D’après les comptes des partis politiques 2024 publiés par la CNCCFP, le parti de Gabriel Attal dispose des réserves financières les plus confortables pour aborder sereinement la campagne présidentielle – sans compter les dons et les prêts qui pourront venir financer la campagne au fur et à mesure (32 millions d’actifs net dont 8,7 millions de disponibles, d’après La Lettre).

Le RN dispose aussi de réserves importantes (4 millions d’euros), mais est handicapé par son endettement (16 millions d’euros) et ses déboires judiciaires (2,1 millions d’euros annuels de frais d’avocats, 1,24 million d’euros à verser à l’Etat pour l’affaire des kits de campagne, et 5,4 millions d’euros provisionnés pour l’affaire des assistants parlementaires en cas de condamnation définitive).

La France Insoumise dispose de son côté d’un financement public important lié à son nombre de députés, mais en baisse depuis la concession des circonscriptions aux autres forces de gauche en 2024 par rapport à l’accord de 2022. Le parti ayant consenti des prêts importants à ses candidats aux élections de 2024, il dispose de peu de réserves (300 000 euros), mais avait réussi (après certaines difficultés) à obtenir des emprunts en 2017 et 2022. De leurs côtés les partis installés depuis plus longtemps comme le PS et LR disposent de réserves importantes (presque 16 millions d’euros), mais LR poursuit son plan de désendettement (plus de 12 millions d’euros de dettes).

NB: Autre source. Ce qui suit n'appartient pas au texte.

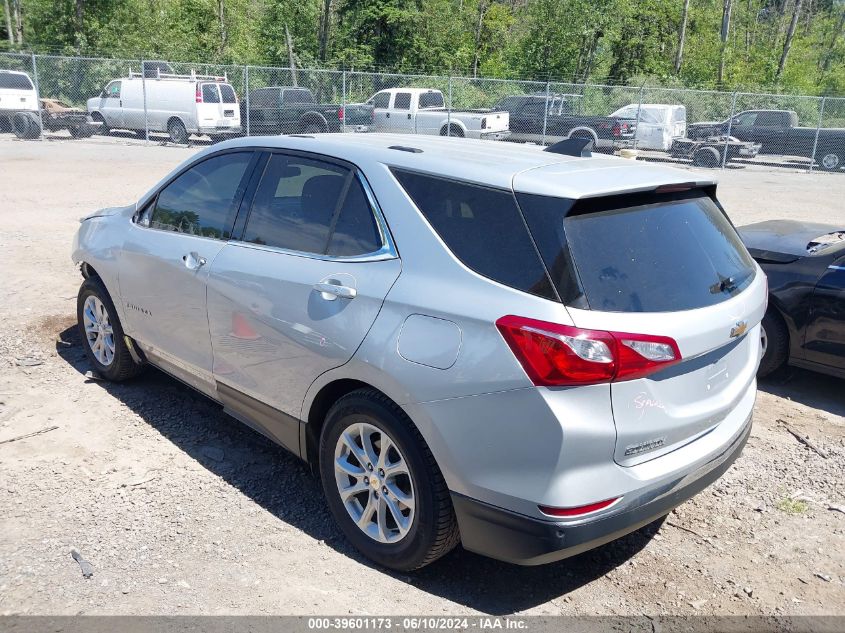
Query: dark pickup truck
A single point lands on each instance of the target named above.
(290, 110)
(527, 113)
(778, 132)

Le peu d’élus Place publique (PP) place en revanche Raphaël Glucksmann dans une position financière plus complexe, avec très peu de financements publics. L’eurodéputé a ainsi confirmé se tourner vers des financeurs privés pour sa campagne. « Oui, on fait des dîners de levée de fonds, pour ne dépendre d’aucune autre force politique », évoquant « des petits patrons, des artistes, des grands patrons. » C’est aussi l’option qu’avait privilégiée Emmanuel Macron en 2016, ne disposant pas non plus à l’époque d’appareil partisan suffisant pour financer une campagne présidentielle.

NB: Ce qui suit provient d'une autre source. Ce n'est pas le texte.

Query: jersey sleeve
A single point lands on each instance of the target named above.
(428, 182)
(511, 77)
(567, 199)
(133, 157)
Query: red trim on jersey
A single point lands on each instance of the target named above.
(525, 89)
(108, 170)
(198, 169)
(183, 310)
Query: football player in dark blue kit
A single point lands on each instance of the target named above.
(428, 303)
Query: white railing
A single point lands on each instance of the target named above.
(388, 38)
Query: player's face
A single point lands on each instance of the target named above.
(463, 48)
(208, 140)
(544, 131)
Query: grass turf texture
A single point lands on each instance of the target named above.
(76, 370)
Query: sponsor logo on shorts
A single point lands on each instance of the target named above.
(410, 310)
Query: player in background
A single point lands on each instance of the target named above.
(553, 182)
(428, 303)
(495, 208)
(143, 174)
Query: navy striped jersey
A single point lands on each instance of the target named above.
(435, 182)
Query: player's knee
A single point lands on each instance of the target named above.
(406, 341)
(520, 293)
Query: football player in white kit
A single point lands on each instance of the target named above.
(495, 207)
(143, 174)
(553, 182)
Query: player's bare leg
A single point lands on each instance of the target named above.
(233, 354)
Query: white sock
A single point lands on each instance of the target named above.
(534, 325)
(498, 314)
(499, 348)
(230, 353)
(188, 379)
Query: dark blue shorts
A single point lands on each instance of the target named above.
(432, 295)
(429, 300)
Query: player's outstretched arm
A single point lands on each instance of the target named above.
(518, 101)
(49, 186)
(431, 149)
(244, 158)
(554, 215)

« Avec 7 500 euros par an et par individu, plus 4 600 euros au titre de la campagne, ces dons peuvent tout de même être une vraie source de financement », développe le juriste Romain Rambaud. En effet, en trouvant une cinquantaine de personnes assez fortunées pour pouvoir donner chacune un peu moins de 20 000 euros à sa campagne, Raphaël Glucksmann peut ainsi lever 1 million d’euros. Une centaine de donateurs représentent 2 millions d’euros etc.

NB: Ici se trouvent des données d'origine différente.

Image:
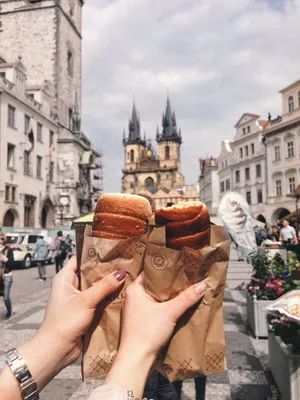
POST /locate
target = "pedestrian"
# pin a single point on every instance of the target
(59, 251)
(6, 262)
(40, 254)
(288, 234)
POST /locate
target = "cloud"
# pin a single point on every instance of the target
(217, 59)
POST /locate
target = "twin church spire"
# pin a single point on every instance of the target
(169, 132)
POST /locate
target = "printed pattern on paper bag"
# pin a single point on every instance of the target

Comptes de campagne : la question des primaires

À l’inverse, certains savent déjà qu’ils iront au plafond et sont donc face au problème inverse : bien calibrer les dépenses de précampagne pour pouvoir accélérer ensuite sans dépasser le plafond. C’est le problème que peuvent poser des primaires ouvertes, où seules les dépenses du gagnant ou de la gagnante seront normalement comptabilisées dans les comptes de campagne. Dans le cas de primaires fermées, les dépenses sont bien plus limitées, posent moins d’enjeux et ne sont donc pas incluses dans les comptes de campagne. En revanche, une primaire ouverte pose un dilemme : les favoris comptent gagner, voir leurs dépenses intégrées aux comptes et peuvent donc ne pas vouloir trop dépenser, alors que les outsiders ont intérêt à dépenser pour renverser la situation.

La question financière sera à n’en pas douter clé dans les décisions que prendront les partis de gauche et de droite concernées par une éventuelle primaire. Et même sans organisation formelle d’une élection, la tenue d’une « primaire sauvage » avec un désistement – à terme – pour le candidat le mieux placé, pose exactement les mêmes questions. Le fait de reprendre les comptes de campagne d’un candidat qui se désiste peut être négocié – mais ses dépenses doivent alors être intégrées au plafond. Imaginons que Gabriel Attal se désiste pour soutenir Edouard Philippe : soit Renaissance devra assumer les pertes financières de ne pas se faire rembourser une partie de ses comptes – puisque Gabriel Attal ne fera dans ce cas pas 5 % – soit Edouard Philippe peut s’engager à intégrer les dépenses de son ancien secrétaire d’Etat dans ses comptes de campagne, ce qui le pénaliserait par rapport au plafond.